The Senate remains a major obstacle
The House of Representatives has already passed this legislation with bipartisan support. In the Senate, however, lawmakers have argued over revisions, stablecoin provisions, banking concerns, and agency authority.
The Senate Banking Committee recently advanced an amended version of the bill in a bipartisan 15-9 vote. The measure still needs enough support to clear the Senate, where most major legislation needs 60 votes.
Any Senate changes must also be reconciled with the House version before the bill reaches the White House. Lummis said the timeline is important because the 2026 midterm elections could delay the process and reduce the chance of a final vote.
The banking industry is in decline
JPMorgan Chase CEO Jamie Dimon criticized the current bill during an interview with Fox Business. Dimon said banks will oppose the law unless lawmakers revise key sections.
According to Dimon, this proposal would allow crypto firms to offer rewards to stablecoin holdings, similar to interest on bank deposits. He said products of this type must comply with strict security laws, anti-money laundering laws, and the requirements of the Bank Secrecy Act.
Banks have warned lawmakers that stablecoin rewards could attract deposits from traditional lenders. Crypto firms, including Coinbase, have told lawmakers that customers should be allowed to receive benefits from regulated digital asset products.
White House support adds to the pressure
President Donald Trump’s administration has supported the CLARITY Act, according to earlier statements from the White House. Treasury Secretary Scott Bessent also supported the digital asset legislation, while SEC Chairman Paul Atkins said Congress could still send a crypto bill to the president.

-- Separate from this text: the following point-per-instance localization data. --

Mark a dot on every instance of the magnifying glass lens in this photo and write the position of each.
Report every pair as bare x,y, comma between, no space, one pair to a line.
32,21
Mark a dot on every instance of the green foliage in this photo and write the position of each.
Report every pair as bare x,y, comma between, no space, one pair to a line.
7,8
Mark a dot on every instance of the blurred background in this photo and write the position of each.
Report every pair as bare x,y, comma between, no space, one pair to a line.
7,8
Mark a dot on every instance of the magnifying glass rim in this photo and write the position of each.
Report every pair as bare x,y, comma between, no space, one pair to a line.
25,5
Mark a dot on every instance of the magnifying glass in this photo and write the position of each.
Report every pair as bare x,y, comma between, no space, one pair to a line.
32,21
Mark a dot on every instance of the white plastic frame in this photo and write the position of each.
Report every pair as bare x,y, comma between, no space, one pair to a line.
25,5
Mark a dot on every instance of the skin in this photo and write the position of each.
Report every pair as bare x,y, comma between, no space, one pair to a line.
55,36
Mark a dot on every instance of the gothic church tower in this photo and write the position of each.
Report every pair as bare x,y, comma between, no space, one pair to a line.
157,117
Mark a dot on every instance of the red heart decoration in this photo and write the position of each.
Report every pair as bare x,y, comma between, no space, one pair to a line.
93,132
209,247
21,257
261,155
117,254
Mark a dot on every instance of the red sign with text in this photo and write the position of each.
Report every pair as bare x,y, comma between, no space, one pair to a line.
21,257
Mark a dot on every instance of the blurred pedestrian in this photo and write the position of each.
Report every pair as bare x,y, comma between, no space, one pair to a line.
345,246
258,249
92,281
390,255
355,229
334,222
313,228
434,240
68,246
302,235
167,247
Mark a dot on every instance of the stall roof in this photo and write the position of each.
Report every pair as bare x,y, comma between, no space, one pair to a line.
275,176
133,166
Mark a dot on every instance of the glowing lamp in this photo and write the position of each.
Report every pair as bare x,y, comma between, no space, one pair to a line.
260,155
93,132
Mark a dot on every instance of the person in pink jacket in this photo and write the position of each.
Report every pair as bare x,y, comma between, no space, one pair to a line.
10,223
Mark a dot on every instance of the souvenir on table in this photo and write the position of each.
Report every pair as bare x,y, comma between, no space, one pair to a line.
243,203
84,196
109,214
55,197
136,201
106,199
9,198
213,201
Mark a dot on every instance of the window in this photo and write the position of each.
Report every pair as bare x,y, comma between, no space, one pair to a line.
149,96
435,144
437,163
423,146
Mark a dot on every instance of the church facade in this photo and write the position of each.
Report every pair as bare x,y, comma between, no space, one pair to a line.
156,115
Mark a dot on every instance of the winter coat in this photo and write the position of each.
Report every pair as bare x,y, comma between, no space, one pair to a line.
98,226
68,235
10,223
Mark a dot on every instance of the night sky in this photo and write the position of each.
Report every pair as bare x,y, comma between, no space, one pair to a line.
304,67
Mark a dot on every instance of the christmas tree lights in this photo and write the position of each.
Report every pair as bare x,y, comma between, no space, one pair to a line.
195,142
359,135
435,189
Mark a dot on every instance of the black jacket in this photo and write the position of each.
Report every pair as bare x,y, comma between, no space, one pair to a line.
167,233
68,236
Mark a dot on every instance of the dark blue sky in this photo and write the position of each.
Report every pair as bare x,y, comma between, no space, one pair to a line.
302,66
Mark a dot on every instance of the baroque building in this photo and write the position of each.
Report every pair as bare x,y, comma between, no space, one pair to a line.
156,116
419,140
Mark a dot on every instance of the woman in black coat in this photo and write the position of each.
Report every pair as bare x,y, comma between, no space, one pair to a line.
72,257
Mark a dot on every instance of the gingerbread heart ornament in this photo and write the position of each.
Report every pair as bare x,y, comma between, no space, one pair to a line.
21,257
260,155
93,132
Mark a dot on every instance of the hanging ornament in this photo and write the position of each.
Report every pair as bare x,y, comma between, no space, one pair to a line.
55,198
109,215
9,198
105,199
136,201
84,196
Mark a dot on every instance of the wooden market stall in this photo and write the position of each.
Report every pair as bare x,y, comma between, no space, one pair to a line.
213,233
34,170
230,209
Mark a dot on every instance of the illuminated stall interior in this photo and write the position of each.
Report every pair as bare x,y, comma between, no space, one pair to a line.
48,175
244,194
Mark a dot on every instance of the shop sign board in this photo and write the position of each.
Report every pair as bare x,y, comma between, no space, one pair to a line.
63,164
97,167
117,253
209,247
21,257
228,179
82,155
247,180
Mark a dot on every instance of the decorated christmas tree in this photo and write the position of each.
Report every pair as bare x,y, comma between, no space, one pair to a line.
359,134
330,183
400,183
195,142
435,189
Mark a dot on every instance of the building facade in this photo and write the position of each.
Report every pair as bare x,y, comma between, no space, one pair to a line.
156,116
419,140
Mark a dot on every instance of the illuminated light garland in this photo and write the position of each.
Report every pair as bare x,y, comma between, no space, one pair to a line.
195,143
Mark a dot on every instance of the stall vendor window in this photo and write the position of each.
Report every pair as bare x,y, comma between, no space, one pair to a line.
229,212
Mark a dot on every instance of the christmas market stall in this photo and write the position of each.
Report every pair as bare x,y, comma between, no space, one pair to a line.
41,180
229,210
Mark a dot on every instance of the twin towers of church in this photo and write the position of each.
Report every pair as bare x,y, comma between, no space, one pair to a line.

Government agencies have continued to change crypto policy through guidance, authorization, and passive letters. Lummis argued that agency action alone would not provide markets with lasting certainty because future administrations could change those decisions.
His 2030 warning now includes the CLARITY Act as a test for Congress. If the bill fails, Lummis said developers, traders, stablecoin issuers, and regulatory agencies could go years without a strong federal bill.